The MacDonald synthesis involves the self condensation of
1-unsubstituted-9-formyldipyrromethanes (Scheme 7) or the
condensation of a 1,9-diunsubstituted dipyrromethane and a
1,9-diformyldipyrromethane (Scheme 8) in the presence of an acid
catalyst such as hydriodic acid or p-toluenesulfonic acid. This
route is widely used today also because the dipyrromethanes
required for the MacDonald synthesis are often more easily prepared
and purified than the corresponding dipyrromethenes.
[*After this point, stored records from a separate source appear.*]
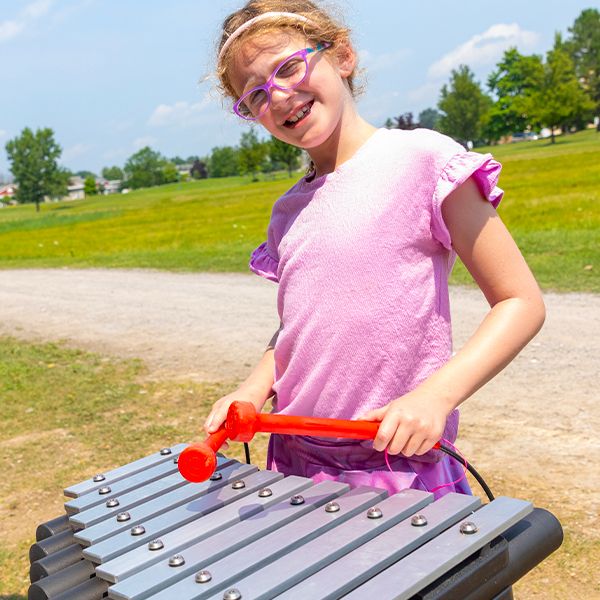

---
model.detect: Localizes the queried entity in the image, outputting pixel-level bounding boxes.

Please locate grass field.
[0,130,600,292]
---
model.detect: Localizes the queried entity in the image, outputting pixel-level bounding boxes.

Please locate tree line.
[386,9,600,145]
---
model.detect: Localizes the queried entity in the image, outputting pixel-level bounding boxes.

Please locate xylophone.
[29,444,562,600]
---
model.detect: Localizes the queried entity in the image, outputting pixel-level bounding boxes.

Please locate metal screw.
[367,506,383,519]
[196,571,212,583]
[148,540,165,550]
[410,515,427,527]
[169,554,185,567]
[460,521,479,535]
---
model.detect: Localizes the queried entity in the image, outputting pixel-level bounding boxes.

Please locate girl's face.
[230,31,355,150]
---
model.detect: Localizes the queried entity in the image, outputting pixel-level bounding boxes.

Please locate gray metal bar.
[64,444,188,498]
[107,476,350,600]
[282,493,481,600]
[205,489,433,600]
[144,486,387,600]
[84,472,283,563]
[75,463,257,546]
[70,456,239,530]
[344,496,533,600]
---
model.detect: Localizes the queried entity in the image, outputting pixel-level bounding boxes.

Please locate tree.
[269,136,302,177]
[124,146,166,189]
[208,146,239,177]
[83,176,98,196]
[486,48,544,140]
[438,65,492,143]
[190,158,208,179]
[102,167,124,181]
[530,34,594,144]
[565,8,600,114]
[419,108,442,129]
[6,127,69,211]
[238,129,268,181]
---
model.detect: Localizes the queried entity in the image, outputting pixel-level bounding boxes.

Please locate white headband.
[217,11,314,62]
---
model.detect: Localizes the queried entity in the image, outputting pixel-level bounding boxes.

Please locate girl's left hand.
[359,390,449,456]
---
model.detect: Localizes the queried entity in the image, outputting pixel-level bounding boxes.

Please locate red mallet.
[178,402,439,483]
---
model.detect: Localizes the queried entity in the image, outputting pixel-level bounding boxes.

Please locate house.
[64,175,85,200]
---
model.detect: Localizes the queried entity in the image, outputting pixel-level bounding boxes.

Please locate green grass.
[0,337,248,600]
[0,130,600,292]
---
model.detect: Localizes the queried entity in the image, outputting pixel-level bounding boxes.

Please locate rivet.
[367,506,383,519]
[196,571,212,583]
[148,540,165,551]
[410,514,427,527]
[169,554,185,567]
[460,521,479,535]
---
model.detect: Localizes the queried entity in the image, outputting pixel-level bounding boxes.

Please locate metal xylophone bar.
[29,445,562,600]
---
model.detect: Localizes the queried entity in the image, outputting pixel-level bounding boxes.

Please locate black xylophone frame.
[28,444,563,600]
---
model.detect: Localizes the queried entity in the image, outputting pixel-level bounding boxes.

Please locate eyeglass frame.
[233,42,333,121]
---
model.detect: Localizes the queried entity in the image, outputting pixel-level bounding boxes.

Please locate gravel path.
[0,269,600,527]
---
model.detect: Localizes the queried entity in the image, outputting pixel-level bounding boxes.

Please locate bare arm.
[364,179,545,456]
[204,326,281,433]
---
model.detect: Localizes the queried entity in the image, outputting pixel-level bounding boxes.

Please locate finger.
[401,433,425,457]
[415,439,435,456]
[373,419,398,452]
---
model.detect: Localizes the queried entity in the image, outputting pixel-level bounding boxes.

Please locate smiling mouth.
[284,100,315,129]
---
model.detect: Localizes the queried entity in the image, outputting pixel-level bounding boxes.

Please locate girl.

[0042] Another synthetic route involving a dipyrroketone and a
dipyrromethane is less convenient than the two discussed above
because the initial product obtained is an oxophlorin, which needs
to be converted into a porphyrin (Scheme 9). The symmetry
limitation and reaction condition follow those of the MacDonald
synthesis with dipyrromethanes. It is also required that the
dipyrroketone should contain the diformyl groups since
1,9-diunsubstituted dipyrroketones are not nucleophilic enough to
react with 1,9-diformyldipyrromethanes. 9 10 11 12 13 14
[0043] Also, porphyrins may be synthesized by cyclization of open
chain tetrapyrroles, for example.
[0044] The present invention provides effective and non-invasive
methods of analyzing nitric oxide quantities, and conditions
mediated at least in part by pathological NOS-2 (iNOS) expression
without causing untoward and unacceptable adverse effects.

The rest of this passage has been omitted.